Monday, August 18, 2008

Anansi Boys by Neil Gaiman

God is dead. Meet the kids.

When Fat Charlie's dad named something, it stuck. Like calling Fat Charlie "Fat Charlie." Even now, twenty years later, Charlie Nancy can't shake that name, one of the many embarrassing "gifts" his father bestowed -- before he dropped dead on a karaoke stage and ruined Fat Charlie's life.

Mr. Nancy left Fat Charlie things. Things like the tall, good-looking stranger who appears on Charlie's doorstep, who appears to be the brother he never knew. A brother as different from Charlie as night is from day, a brother who's going to show Charlie how to lighten up and have a little fun ... just like Dear Old Dad. And all of a sudden, life starts getting very interesting for Fat Charlie.

Because, you see, Charlie's dad wasn't just any dad. He was Anansi, a trickster god, the spider-god. Anansi is the spirit of rebellion, able to overturn the social order, create wealth out of thin air, and baffle the devil. Some said he could cheat even Death himself.
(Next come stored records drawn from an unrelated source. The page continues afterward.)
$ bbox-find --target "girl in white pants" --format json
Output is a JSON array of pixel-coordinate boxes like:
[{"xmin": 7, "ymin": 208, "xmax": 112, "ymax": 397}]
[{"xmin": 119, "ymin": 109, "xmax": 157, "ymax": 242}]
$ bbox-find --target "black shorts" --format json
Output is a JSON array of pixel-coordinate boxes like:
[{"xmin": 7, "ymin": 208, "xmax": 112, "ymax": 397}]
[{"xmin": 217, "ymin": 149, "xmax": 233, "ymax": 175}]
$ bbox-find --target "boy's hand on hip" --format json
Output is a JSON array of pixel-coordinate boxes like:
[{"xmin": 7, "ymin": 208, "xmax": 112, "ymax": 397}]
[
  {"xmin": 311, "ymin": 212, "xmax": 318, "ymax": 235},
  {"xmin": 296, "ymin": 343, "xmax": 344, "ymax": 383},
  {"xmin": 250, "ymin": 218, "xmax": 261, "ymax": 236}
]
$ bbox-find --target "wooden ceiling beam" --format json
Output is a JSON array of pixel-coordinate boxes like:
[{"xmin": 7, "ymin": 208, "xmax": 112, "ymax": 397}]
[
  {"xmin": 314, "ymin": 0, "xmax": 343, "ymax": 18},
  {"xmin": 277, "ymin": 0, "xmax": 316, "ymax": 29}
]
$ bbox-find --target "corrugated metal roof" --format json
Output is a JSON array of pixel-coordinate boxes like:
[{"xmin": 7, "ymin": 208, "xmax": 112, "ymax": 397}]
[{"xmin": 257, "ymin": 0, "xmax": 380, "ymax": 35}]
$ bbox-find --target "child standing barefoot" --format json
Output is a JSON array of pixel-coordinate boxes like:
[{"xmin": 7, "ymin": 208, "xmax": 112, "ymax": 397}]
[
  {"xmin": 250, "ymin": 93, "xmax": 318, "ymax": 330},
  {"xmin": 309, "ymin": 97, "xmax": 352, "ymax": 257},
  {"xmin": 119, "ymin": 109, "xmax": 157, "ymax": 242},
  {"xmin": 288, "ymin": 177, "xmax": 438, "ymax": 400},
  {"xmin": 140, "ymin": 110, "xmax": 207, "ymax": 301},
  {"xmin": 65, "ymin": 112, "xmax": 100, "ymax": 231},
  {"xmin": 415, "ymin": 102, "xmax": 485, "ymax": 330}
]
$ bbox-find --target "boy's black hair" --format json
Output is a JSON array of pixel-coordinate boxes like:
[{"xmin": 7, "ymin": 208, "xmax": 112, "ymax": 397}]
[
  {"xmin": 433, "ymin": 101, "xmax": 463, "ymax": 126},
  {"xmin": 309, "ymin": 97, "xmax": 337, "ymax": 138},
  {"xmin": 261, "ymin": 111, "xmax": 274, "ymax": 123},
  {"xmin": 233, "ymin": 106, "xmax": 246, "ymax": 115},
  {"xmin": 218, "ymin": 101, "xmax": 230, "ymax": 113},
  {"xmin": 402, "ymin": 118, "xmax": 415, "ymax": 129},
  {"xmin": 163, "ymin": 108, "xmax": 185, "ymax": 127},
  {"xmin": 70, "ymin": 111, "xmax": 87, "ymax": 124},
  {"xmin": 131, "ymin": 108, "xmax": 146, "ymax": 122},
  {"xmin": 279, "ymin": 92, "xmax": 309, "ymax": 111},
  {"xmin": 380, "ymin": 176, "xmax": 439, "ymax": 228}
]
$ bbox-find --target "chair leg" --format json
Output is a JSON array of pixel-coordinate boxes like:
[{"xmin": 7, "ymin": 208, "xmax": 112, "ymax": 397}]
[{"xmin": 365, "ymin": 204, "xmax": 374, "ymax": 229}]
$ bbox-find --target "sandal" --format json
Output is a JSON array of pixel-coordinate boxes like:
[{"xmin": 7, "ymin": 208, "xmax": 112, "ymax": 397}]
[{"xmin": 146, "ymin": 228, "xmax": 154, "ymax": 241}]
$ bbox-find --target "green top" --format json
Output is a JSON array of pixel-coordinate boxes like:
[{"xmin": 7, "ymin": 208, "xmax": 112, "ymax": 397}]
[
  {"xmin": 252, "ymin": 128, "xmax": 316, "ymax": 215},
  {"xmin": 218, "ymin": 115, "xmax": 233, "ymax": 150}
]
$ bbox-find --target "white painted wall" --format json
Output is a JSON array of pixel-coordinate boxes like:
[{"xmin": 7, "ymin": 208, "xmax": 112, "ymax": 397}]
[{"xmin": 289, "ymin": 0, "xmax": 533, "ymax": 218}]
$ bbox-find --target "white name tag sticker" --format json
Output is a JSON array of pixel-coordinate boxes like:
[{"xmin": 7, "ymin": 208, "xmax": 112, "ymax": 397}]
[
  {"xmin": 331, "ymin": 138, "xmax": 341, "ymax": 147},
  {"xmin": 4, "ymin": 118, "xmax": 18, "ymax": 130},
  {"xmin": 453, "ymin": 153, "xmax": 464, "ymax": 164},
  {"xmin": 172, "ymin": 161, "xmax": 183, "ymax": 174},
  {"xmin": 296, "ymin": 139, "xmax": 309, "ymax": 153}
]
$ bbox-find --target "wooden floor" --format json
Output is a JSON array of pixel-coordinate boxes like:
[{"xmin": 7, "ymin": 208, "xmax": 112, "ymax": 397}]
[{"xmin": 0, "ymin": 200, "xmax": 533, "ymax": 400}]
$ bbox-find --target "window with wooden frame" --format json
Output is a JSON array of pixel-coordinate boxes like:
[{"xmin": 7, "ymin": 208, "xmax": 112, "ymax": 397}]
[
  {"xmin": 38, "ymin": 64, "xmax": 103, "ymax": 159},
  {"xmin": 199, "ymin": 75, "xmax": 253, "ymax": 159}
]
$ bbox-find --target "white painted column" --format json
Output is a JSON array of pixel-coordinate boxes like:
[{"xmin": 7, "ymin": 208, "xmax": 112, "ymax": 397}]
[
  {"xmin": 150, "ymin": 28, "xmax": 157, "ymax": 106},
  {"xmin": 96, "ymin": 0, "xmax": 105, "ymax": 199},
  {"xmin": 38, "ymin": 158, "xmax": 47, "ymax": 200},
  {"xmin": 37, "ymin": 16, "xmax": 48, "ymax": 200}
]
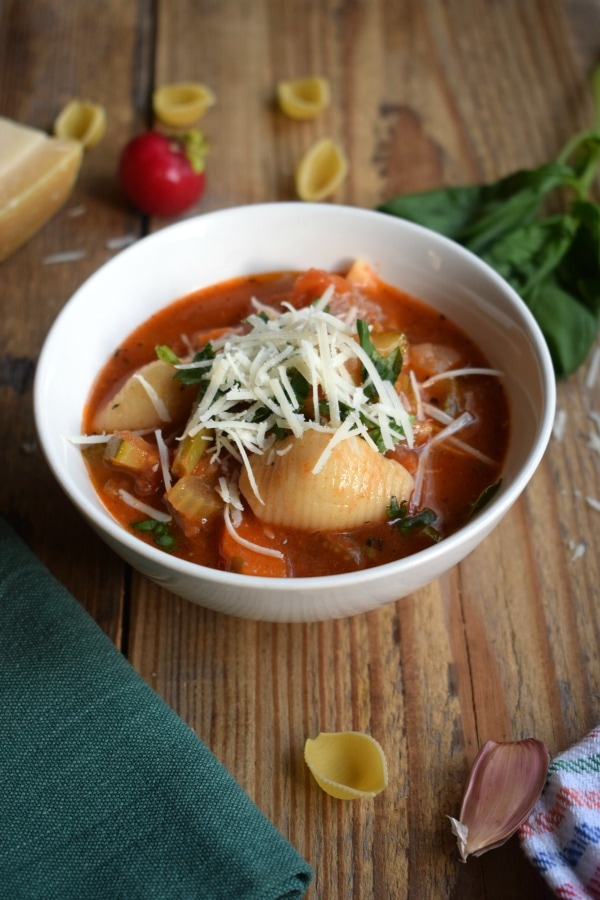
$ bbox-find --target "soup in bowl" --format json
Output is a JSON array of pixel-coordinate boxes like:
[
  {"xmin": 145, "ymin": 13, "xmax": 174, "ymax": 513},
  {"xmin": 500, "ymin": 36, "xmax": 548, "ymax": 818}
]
[{"xmin": 35, "ymin": 203, "xmax": 554, "ymax": 621}]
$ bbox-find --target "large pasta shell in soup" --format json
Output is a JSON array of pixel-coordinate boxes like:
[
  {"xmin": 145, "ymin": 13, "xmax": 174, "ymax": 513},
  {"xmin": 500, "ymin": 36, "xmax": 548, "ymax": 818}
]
[{"xmin": 240, "ymin": 431, "xmax": 413, "ymax": 531}]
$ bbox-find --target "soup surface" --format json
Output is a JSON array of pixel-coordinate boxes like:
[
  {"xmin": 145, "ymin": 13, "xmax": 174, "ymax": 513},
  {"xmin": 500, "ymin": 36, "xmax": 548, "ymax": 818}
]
[{"xmin": 81, "ymin": 261, "xmax": 509, "ymax": 577}]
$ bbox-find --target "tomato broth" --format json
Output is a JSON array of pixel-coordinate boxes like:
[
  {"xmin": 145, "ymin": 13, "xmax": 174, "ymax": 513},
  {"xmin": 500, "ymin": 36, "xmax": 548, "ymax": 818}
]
[{"xmin": 82, "ymin": 270, "xmax": 509, "ymax": 577}]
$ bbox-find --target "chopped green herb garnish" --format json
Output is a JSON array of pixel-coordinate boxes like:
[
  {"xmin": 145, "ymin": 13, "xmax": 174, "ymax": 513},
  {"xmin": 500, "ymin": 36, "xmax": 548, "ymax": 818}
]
[
  {"xmin": 130, "ymin": 519, "xmax": 176, "ymax": 550},
  {"xmin": 387, "ymin": 497, "xmax": 441, "ymax": 542},
  {"xmin": 467, "ymin": 479, "xmax": 502, "ymax": 522},
  {"xmin": 154, "ymin": 344, "xmax": 181, "ymax": 366},
  {"xmin": 356, "ymin": 319, "xmax": 402, "ymax": 400}
]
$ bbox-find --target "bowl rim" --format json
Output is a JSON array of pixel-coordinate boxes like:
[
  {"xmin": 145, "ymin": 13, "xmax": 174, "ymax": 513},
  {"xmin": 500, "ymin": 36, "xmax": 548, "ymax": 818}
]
[{"xmin": 33, "ymin": 201, "xmax": 556, "ymax": 595}]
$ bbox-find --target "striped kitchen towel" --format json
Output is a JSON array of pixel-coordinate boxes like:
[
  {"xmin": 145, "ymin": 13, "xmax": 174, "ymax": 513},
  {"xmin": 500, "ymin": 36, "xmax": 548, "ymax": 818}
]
[{"xmin": 519, "ymin": 726, "xmax": 600, "ymax": 900}]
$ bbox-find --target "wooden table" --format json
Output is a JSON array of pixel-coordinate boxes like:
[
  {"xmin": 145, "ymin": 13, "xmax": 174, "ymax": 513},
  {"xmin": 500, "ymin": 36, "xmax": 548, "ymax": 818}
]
[{"xmin": 0, "ymin": 0, "xmax": 600, "ymax": 900}]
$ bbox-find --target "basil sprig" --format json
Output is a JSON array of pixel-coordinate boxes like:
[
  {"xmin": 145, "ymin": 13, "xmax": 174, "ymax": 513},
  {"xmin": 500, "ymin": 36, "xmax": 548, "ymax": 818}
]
[{"xmin": 378, "ymin": 67, "xmax": 600, "ymax": 377}]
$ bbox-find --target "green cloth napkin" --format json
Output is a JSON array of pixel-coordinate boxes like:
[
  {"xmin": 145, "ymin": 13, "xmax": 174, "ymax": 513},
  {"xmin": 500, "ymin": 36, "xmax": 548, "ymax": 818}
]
[{"xmin": 0, "ymin": 520, "xmax": 312, "ymax": 900}]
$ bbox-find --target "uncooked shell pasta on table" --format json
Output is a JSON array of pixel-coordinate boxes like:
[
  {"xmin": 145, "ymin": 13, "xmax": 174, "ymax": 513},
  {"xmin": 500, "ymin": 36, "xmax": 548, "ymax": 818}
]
[
  {"xmin": 304, "ymin": 731, "xmax": 388, "ymax": 800},
  {"xmin": 277, "ymin": 76, "xmax": 331, "ymax": 119},
  {"xmin": 296, "ymin": 138, "xmax": 349, "ymax": 202},
  {"xmin": 152, "ymin": 82, "xmax": 217, "ymax": 128},
  {"xmin": 54, "ymin": 100, "xmax": 106, "ymax": 150}
]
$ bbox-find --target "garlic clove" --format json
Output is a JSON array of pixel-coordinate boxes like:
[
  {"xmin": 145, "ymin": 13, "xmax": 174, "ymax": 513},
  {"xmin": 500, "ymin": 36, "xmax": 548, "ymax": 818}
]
[{"xmin": 449, "ymin": 738, "xmax": 550, "ymax": 862}]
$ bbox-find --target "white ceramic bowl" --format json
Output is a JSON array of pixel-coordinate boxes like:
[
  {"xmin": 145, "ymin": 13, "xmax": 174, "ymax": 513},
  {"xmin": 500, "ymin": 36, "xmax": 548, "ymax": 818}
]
[{"xmin": 35, "ymin": 203, "xmax": 555, "ymax": 622}]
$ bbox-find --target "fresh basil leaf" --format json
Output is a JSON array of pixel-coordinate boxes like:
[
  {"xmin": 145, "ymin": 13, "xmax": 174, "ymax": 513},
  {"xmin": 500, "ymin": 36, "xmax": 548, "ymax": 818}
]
[
  {"xmin": 558, "ymin": 200, "xmax": 600, "ymax": 314},
  {"xmin": 387, "ymin": 497, "xmax": 441, "ymax": 541},
  {"xmin": 482, "ymin": 215, "xmax": 577, "ymax": 301},
  {"xmin": 356, "ymin": 319, "xmax": 402, "ymax": 400},
  {"xmin": 378, "ymin": 186, "xmax": 483, "ymax": 240},
  {"xmin": 527, "ymin": 279, "xmax": 598, "ymax": 377}
]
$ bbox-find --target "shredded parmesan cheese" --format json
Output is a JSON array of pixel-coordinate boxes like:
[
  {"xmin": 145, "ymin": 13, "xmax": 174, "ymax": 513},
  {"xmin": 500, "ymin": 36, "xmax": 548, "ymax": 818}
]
[
  {"xmin": 154, "ymin": 428, "xmax": 173, "ymax": 491},
  {"xmin": 224, "ymin": 506, "xmax": 283, "ymax": 559},
  {"xmin": 179, "ymin": 298, "xmax": 413, "ymax": 499},
  {"xmin": 421, "ymin": 368, "xmax": 504, "ymax": 388}
]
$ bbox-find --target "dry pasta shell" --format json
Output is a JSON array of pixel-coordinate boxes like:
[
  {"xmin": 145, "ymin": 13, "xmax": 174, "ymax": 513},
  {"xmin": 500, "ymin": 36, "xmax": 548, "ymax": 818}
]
[
  {"xmin": 296, "ymin": 138, "xmax": 348, "ymax": 201},
  {"xmin": 152, "ymin": 82, "xmax": 216, "ymax": 128},
  {"xmin": 304, "ymin": 731, "xmax": 388, "ymax": 800},
  {"xmin": 54, "ymin": 100, "xmax": 106, "ymax": 150},
  {"xmin": 277, "ymin": 76, "xmax": 331, "ymax": 119}
]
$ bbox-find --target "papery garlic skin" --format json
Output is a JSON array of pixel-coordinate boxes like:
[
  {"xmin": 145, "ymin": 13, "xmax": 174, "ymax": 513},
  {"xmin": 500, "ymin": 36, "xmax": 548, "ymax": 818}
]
[{"xmin": 448, "ymin": 738, "xmax": 550, "ymax": 862}]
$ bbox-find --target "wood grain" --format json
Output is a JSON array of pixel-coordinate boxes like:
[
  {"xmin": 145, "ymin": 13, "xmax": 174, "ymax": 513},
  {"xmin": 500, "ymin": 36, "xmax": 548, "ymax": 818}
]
[{"xmin": 0, "ymin": 0, "xmax": 600, "ymax": 900}]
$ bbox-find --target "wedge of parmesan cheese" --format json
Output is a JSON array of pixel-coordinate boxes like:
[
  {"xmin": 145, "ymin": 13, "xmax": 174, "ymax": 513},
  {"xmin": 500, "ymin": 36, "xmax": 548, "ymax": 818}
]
[{"xmin": 0, "ymin": 117, "xmax": 83, "ymax": 262}]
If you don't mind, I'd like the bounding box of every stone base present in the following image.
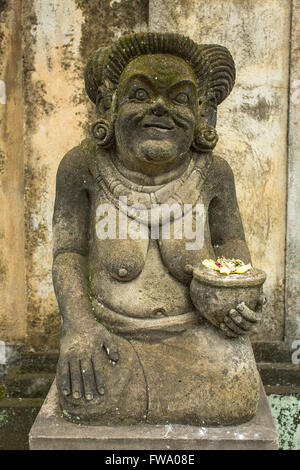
[29,381,278,450]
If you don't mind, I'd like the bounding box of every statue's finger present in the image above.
[80,359,96,401]
[236,302,261,323]
[255,294,267,312]
[92,354,105,396]
[223,315,248,335]
[103,337,119,362]
[220,323,238,338]
[70,359,83,400]
[228,309,253,331]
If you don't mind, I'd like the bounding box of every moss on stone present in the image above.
[268,394,300,450]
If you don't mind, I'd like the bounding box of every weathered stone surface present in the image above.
[0,0,26,341]
[149,0,290,341]
[29,383,278,450]
[285,0,300,341]
[0,398,43,450]
[53,33,266,426]
[0,0,299,354]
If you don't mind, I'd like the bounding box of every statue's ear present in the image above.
[199,92,218,127]
[96,86,113,116]
[192,93,219,153]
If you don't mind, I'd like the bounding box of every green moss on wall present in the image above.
[268,394,300,450]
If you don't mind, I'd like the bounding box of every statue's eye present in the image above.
[134,88,149,101]
[175,91,189,104]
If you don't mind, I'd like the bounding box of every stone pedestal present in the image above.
[29,381,278,451]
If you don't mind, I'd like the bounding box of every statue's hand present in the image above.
[220,296,266,338]
[57,320,119,402]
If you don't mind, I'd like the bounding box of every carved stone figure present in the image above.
[53,33,265,425]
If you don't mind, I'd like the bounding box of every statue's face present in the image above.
[115,54,198,174]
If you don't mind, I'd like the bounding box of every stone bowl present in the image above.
[190,266,267,326]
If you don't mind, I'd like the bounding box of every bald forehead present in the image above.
[119,54,197,91]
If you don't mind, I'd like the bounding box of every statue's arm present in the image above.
[52,149,93,326]
[204,157,265,338]
[53,149,118,401]
[208,157,251,263]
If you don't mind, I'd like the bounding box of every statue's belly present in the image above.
[90,240,193,318]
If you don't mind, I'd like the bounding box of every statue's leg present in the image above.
[57,335,147,425]
[132,321,260,425]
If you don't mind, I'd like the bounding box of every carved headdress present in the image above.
[85,32,235,151]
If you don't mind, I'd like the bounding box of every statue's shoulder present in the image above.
[209,154,234,183]
[57,139,96,180]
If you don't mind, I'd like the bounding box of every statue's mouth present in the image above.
[143,120,174,131]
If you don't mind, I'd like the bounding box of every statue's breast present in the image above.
[92,195,149,281]
[92,193,213,283]
[159,199,214,283]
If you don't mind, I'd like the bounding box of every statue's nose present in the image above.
[152,98,168,116]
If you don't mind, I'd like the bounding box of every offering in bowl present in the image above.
[190,266,266,326]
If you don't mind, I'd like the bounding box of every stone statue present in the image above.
[53,33,265,425]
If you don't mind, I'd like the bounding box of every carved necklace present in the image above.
[94,150,212,225]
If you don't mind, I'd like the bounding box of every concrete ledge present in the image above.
[29,381,278,450]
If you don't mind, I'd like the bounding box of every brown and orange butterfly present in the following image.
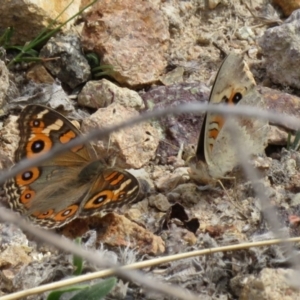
[189,53,268,183]
[3,105,140,228]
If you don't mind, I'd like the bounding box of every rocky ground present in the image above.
[0,0,300,299]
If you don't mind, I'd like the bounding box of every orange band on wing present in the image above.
[59,130,76,144]
[32,209,54,219]
[20,187,35,207]
[16,167,41,186]
[54,204,78,222]
[84,190,114,209]
[26,133,53,158]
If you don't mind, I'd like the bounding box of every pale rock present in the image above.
[230,268,300,300]
[78,79,145,110]
[272,0,300,17]
[0,115,20,161]
[258,10,300,89]
[40,32,91,89]
[0,0,81,45]
[154,167,189,192]
[149,194,171,212]
[0,59,9,109]
[26,64,55,84]
[82,103,159,168]
[82,0,170,86]
[268,125,288,145]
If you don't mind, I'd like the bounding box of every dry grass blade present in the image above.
[0,237,300,300]
[0,208,198,300]
[228,120,300,288]
[0,103,300,184]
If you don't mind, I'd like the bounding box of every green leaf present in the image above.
[73,238,83,276]
[7,0,98,68]
[70,277,117,300]
[47,285,90,300]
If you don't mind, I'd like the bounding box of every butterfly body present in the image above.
[190,53,268,183]
[4,105,140,228]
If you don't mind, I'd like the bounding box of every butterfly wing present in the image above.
[80,161,141,217]
[4,105,95,227]
[196,53,268,178]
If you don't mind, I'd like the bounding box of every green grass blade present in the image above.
[47,285,90,300]
[70,277,117,300]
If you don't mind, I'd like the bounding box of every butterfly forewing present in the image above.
[196,53,268,178]
[4,105,139,228]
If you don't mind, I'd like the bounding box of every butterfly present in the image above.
[188,53,268,184]
[3,105,141,228]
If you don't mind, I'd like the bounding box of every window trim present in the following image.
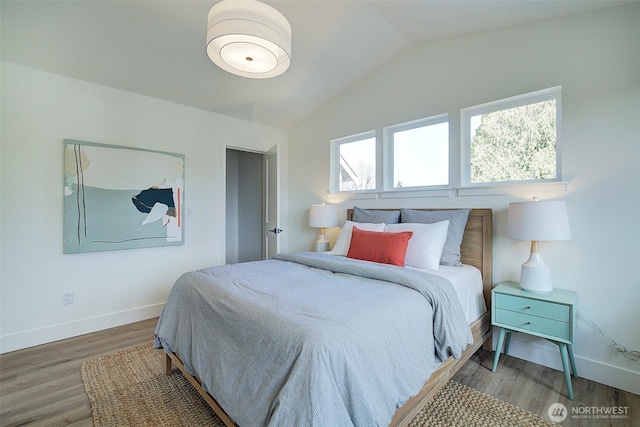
[329,130,379,194]
[460,86,562,189]
[381,113,451,194]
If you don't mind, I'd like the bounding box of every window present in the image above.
[331,131,376,192]
[384,114,449,190]
[460,86,562,186]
Growing up Anansi was one of my favorite fictional characters in folk tales. He was so tricksy and got into so much trouble it was hilarious. When I saw this novel (I dom't remember where) I was extactic. I was even more extatic when I found out that my library had the audio book on file (this way my mom could enjoy it too). Reading Anansi Boys triggered so many memories of the Spider God I grew to love, overlooking his apparent love for mischief and mayhem. I was really pleased. Neil Gaiman, author of Stardust, another favorite of mine, did an awesome job incorporating the world of Anansi into modern day society.